Ready to Run Again
20 years ago, I was really into running with my little sister. It wasn’t something I was trying to do to be competitive but wanted to use it to build my overall health. Eventually, it was something I learned to enjoy. About a year into running, my little sister and I completed our first (and for me, last) half marathon.
After that half marathon, I continued trying to push myself in running. After a while, my right knee began to hurt. I thought that was normal, so I just kept going. Before long, the nagging pain became a sharp pain that was no longer just in my knee but now radiated throughout the outer side of my thigh. I finally admitted something was wrong. I saw a physical therapist and we discovered that the pain was because my IT band was too tight and was beginning to tear. For the next several months, I had to tamper down my running while I worked with the therapist to heal. He told me I had done too much too fast and my body couldn’t keep up.
This wasn’t the only time I ran too hard and too fast. I’ve done it time and again with school, with work, with hobbies, with family responsibilities, and more. I used to chalk it up to impatience. Impatience is certainly part of it, but it was also fueled by my desire to achieve. I’ve too often valued speed in accomplishing things as a way to validate the prestige of that accomplishment. However, consistently running faster than I was able led to a burnout so intense that I lost a lot of my capability to do even mundane everyday tasks – let alone the prestigious ones.
When my burnout was bad enough that I finally had to admit I was dealing with it, I chose to treat it like I would a physical injury. This was so that one, I could remove the judgment and shame that I might be tempted to lay on myself for my mental health capacity, and two so that I would be regimented in how I chose to care for it. Just like a physical therapist would give me treatments, exercises, ice, and other things, I wanted to create a care plan for my mental health healing. I found a therapist and we put together a plan for recovery. I also chose to focus my classes on learning as much as I could about stress, burnout, and wellbeing. Even then, I was bothered by how slow everything seemed to be taking. My healing was taking much longer than I wanted it to.
Even with consistent daily practices, it was 14 months before I felt the darkness of depression begin to lift. Also, my healing and recovery didn’t move in a straight line. There were plenty of setbacks along the way (including panic attacks that I had never dealt with before). I had tried a few times to believe that I was healed enough to start extending into my achieving ways again and would find myself exhausted for days afterward. It was much like when I tried running on my IT band before it was fully healed and I re-injured it.
There were many times that I prayed to God to let me feel capable again. I received the answer “you need to heal more” far more than I wanted to. The discomfort of the speed of healing was driven by the incessant thought that I wanted to know what was next and when it would be over. For 20 months, I had to actively teach and reteach myself that healing is a valuable use of my time and that I wasn’t in control of the speed. It went long enough that I began to wonder if I had permanently reduced my capacity to achieve but then, a couple of weeks ago, something shifted.
I was out for my daily walk (one of those healing behaviors I’ve been committed to consistently doing) and I felt a desire to run. For someone who has been consumed with feeling too tired for too many years, this motivation surprised me. I realized that this feeling to run was both literal and figurative. After 20 months of consistently trying to feel whole, I think God was telling me that I was ready to move from healing to thriving again.

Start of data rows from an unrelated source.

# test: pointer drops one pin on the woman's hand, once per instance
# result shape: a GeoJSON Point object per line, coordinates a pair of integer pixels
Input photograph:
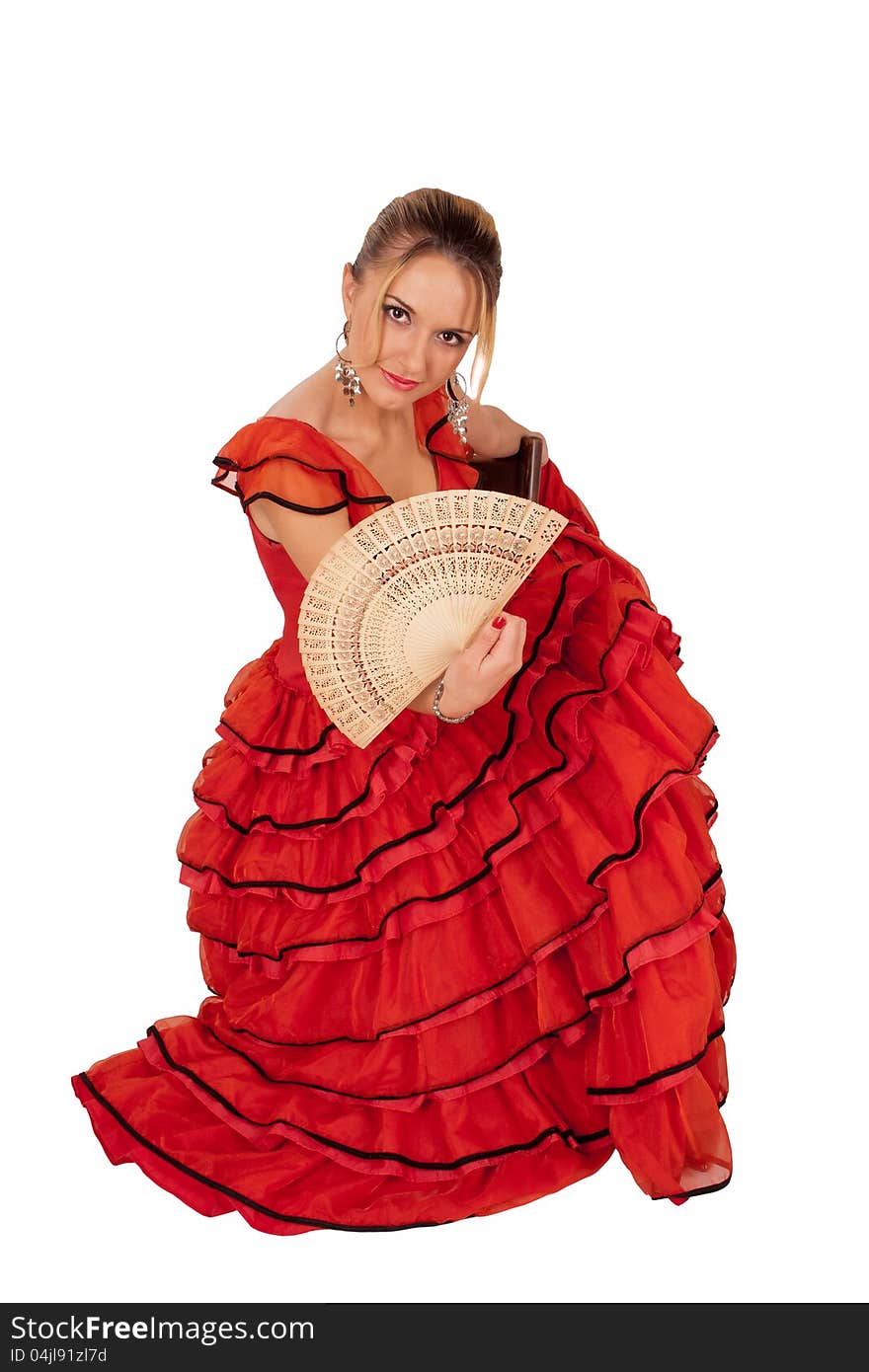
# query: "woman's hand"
{"type": "Point", "coordinates": [493, 433]}
{"type": "Point", "coordinates": [481, 670]}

In the past, I would have dusted off my hands and then started running at full speed ahead without looking back. However, if I’ve learned anything in the last while it is that I still need to honor the pace of my growth and that my body will not allow me to abuse it again like I did before. I will continue to do those daily healing practices that nourish my mind, body and spirit. I’ll also begin adding in more thriving activities and will listen as I go so that I don’t tip into over-achieving burnout again.
Since my epiphany, I’ve ran 5 times. They weren’t very long runs, and they were dotted with periods of walking, but I have started running again. I’m respecting a slow ramp up so that I don’t injure myself again. I’m also keeping my expectations reasonable. Do I want to run a marathon? Nope. (I’ll leave those to my little sister). Am I loving the fact that I’m feeling myself begin to stretch my wings again while respecting what my body is capable of right now? Absolutely.
Thanks for reading with me today. I hope you have some time to safely spread your wings this week.